Saturday, May 25, 2013

Quiet in a Crowd

It was before the game started, half past eleven, and we were sitting alone at the very top row of the stadium, under the rim of the fish bowl.

The world was spread out before us. I sat between Lafflin and Bobby, our sneakers on the seats in front of us, and our heads against the cool black wire. The sun was hot and the shade was calm and the rest of the crowd was far, far away. We could see our entire school sitting below like a colony of little ants, burning under a magnifying glass. They had no idea we had snuck away.

The players swung their bats and stretched their legs, chewing and kicking and jogging. Throwing and catching. One of them laughed.

It was hot way down in the benches, and we hated baseball anyways. So when we noticed the shade  way up near the clouds, the three of us practically ran. There were guards at every entrance, but somehow, one was left open. Maybe they were on break. Maybe they just missed us. Or maybe they figured there wasn't much reason behind guarding an entire empty section of seats.

We were sitting in the farthest corner, in the farthest row. We could touch the sky, if only we reached high enough.

Our eyes faced forward, palms in our laps. Things were quiet up there. We weren't saying much.

"I'm going to see my dad next week."
Lafflin looked at me, and looked away.
"I'm sorry," he said.
The generation holding hands. I laughed.
"He's really a pretty swell guy, when you know him. ...It'll be fine, really."
He looked at me. He looked away.

"What happens if they find us?" Bobby's low voice pitched, but no one bothered to laugh.
"Just hope the camera guys have mercy," I told him.

The city sat like a broken clock beyond the horizon of highway and factory.

"Did you know," Lafflin asked me, "this is the first time I've ever broken the rules?"
I looked at him and smiled. "I know," I said. And I did.

It was so peaceful, up there in the shadows. The speakers came on, and the National Anthem was sung by everyone but us. We couldn't really hear them anyways, and no one was watching. The two boys were embarrassed, and I was politically neutral, so the three of us just stood with our caps off and waited. We looked ahead, down the hundreds of rows, down so far it was downright scary if you leaned forward too far.
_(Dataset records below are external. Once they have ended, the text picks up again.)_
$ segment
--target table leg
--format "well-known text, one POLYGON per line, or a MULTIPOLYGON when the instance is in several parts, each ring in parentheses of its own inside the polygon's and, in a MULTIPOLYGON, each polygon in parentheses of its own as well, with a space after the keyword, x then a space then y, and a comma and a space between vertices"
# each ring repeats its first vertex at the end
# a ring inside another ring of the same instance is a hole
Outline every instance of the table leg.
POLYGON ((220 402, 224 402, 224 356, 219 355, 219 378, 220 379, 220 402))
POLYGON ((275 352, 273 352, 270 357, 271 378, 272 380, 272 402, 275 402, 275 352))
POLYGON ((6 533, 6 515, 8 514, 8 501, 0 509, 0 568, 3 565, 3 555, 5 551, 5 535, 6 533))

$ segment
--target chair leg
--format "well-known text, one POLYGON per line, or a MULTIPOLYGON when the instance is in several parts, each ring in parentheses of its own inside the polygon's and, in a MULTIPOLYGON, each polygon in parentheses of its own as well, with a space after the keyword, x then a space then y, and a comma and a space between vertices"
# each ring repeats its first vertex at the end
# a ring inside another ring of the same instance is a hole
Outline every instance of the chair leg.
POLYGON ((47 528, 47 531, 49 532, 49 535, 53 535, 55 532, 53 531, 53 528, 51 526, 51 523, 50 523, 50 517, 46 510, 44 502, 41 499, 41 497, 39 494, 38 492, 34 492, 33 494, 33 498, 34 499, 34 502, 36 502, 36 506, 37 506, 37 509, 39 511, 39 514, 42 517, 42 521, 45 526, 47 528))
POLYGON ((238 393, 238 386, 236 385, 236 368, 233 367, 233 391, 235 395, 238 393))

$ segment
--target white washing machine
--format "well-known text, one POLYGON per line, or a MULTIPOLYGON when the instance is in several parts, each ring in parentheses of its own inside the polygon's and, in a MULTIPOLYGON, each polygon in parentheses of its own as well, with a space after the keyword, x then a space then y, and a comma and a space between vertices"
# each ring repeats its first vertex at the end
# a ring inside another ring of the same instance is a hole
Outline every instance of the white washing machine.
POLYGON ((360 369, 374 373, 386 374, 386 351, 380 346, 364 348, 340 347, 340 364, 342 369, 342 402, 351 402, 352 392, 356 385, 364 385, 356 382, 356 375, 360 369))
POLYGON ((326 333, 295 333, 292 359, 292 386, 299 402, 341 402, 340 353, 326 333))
"I'm so scared I'm just gonna lean over and fall all the way to the bottom." Lafflin leaned back in his seat and closed his eyes. "I hate falling..."
"You wouldn't hit bottom, man. We'd catch you." Bobby sure is reassuring, if nothing else.

There was something about the city I just couldn't get over, ever since the buses had pulled up. I pointed to the horizon of smoke and angles. "Hey - count how many cranes you see."



Lafflin takes games seriously. "Six."

"Six cranes. Look around the other way, and you'd probably see twelve more. They're everywhere,  man, building and building and... Why do they keep building? Why keep going up? Don't you think they'd be done at some point? They have to stop some day."

Lafflin squinted. His loopy eye twitched. "They aren't moving..."
"But see, that's - that's just the thing. They're all just... standing there. Like they're watching over it all, like - like angels of the streets. Sometimes it seems like there aren't even people up there controlling them. Like they just... built themselves. A city of cranes. Up and down and up and down. Just... building."

He had his squinty, thinking eyes. "Yeah..."

None of us wanted to leave. The game was about to start, but way up in the clouds, it was quiet, and we were alone. Watching the cranes watch us.

The crowd in the noontime sun was cheering and singing and shouting. Holding up signs, holding up gloves, calling out names and hoping for a win. But up there, right then, we were alone. Alone above the crowd, and peaceful above the chaos. The wind gently brushed against us in the shadows where we hid.

"We should go."
I looked at him. "We really should, shouldn't we. We really, really should."

If we do all that we're told that we should, we wouldn't get done half the things we really want to.